The optimization of the heterologous biosynthesis of flavonoids is in no way straightforward and despite these previous engineering efforts, its industrial potential still remains largely unexploited [3, 16]. To engineer MCFs for maximal productivitiy it is required to attune every enzymatic reaction in the pathway to each other and to the cell’s available resources, thereby avoiding flux imbalances leading to accumulation of metabolites and associated toxicity or a potential detrimental metabolic burden on the cell [26,27,28]. At present, the advancements in DNA synthesis and numerous existing DNA assembly techniques support the possibility of a combinatorial engineering approach, which integrates a whole set of varying genetic parts in a single assembly, resulting in large libraries of pathway variants [29]. Though this approach enables the creation of strains with higher productivities, the size of the search space grows exponentially with the number of used parts and length of the pathway:

$$\# pathway\,variants = \left( {\# promoters*\# RBSs*\# enzyme\,variants*\# terminators} \right)^{\# operons\,\,in\,the\,pathway}$$

(assuming monocistronic operons), rendering it very challenging to find the “metabolic sweet spot”. Therefore, in the past decade, statistical, and more recently, machine learning (ML) methods gradually found their way in synthetic biology with respect to biosynthetic pathway optimization [30, 31]. These methods include, i.a., procedures to improve the experimental design, limiting the required practical throughput of experiments and the creation of stochastic models to allow predictions of optimized pathway architecture for rational engineering. Rather than endlessly screening for the desired strain phenotype in the vast genotypic search space, a more efficient approach is to acquire a small characterized subset of different pathway architectures with corresponding production titers from which the key determinants for pathway performance can be deduced. Computer models aid in identifying complex interactions between pathway features and their correlation with product synthesis to ultimately predict the potential of new compositions with the used genetic building blocks. This learning process can be repeated in multiple Design-Build-Test-Learn (DBTL) cycles [32] by testing the top predictions and adding these as input to the next cycle, rapidly converging toward the optimal pathway architecture, and thereby decreasing the experimental load.
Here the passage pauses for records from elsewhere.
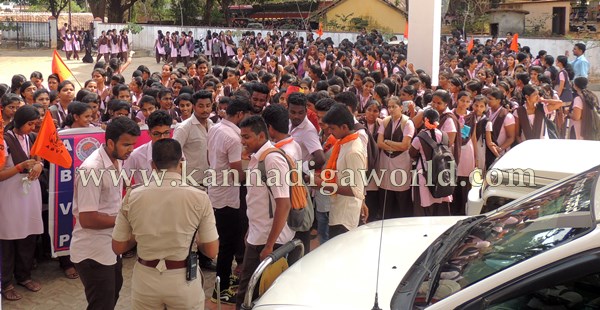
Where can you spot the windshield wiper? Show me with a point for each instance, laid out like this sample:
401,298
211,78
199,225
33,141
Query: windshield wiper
449,243
405,293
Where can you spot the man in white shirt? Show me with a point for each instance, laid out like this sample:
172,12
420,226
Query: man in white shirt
95,208
347,160
304,132
276,118
192,134
139,164
265,233
225,155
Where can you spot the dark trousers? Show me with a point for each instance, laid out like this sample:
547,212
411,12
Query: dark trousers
396,204
336,230
239,255
251,262
228,227
17,259
102,283
460,196
374,206
63,261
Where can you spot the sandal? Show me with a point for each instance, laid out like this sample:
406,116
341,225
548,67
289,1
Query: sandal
71,273
11,294
31,285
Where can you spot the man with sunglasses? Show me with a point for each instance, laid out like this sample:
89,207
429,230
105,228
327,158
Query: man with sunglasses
139,164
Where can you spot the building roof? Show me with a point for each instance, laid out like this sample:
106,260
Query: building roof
401,7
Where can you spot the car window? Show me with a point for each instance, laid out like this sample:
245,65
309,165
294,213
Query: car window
517,233
583,293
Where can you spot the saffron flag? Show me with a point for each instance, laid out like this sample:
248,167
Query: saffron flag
2,157
49,146
514,44
60,68
471,45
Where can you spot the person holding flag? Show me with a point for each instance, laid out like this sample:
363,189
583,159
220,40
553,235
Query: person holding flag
21,203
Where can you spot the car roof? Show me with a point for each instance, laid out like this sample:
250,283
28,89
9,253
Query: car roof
554,157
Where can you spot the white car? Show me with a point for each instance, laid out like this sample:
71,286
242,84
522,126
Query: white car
528,166
538,252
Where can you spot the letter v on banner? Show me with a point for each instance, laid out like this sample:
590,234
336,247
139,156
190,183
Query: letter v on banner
2,157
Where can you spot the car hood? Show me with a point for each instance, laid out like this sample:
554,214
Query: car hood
342,273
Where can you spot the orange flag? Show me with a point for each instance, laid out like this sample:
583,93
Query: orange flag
59,67
2,155
49,146
514,45
471,45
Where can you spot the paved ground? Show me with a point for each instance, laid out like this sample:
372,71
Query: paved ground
60,293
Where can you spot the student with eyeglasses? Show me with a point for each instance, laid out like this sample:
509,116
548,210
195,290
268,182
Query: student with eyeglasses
140,161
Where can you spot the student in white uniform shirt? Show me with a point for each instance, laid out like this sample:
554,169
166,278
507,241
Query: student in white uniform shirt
304,132
224,154
95,208
265,234
276,117
140,161
193,136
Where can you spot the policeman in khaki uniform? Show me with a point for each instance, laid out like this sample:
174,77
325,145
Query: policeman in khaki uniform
162,218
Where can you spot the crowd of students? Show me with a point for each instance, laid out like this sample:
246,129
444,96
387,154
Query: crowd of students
339,108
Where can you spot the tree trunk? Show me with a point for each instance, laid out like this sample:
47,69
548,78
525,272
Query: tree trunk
207,18
116,10
225,7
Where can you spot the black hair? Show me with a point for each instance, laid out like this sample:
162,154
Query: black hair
92,97
120,126
256,124
239,104
38,92
323,105
339,115
444,95
24,114
159,118
10,98
16,82
277,117
201,94
163,91
349,99
82,93
75,108
166,153
148,99
297,99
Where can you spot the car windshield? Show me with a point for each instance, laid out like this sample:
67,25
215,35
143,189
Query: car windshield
527,228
As shown by Zhou et al. [30], the quality of the (initial) data being fed to a model is crucial for the accuracy of the predicted pathway performance and thus the overall success of the engineering strategy. To collect high-quality data, rather than characterizing a small randomly selected library, a pre-screen is required to select a variety of producing phenotypes. This implies the need for a high-throughput screen to avoid a laborious and time-consuming selection process. For many molecules, as is the case for naringenin, no obvious screen, e.g. colorimetric measurement, is available. In this respect, small molecule-responsive transcriptional biosensors are a very valuable tool [33].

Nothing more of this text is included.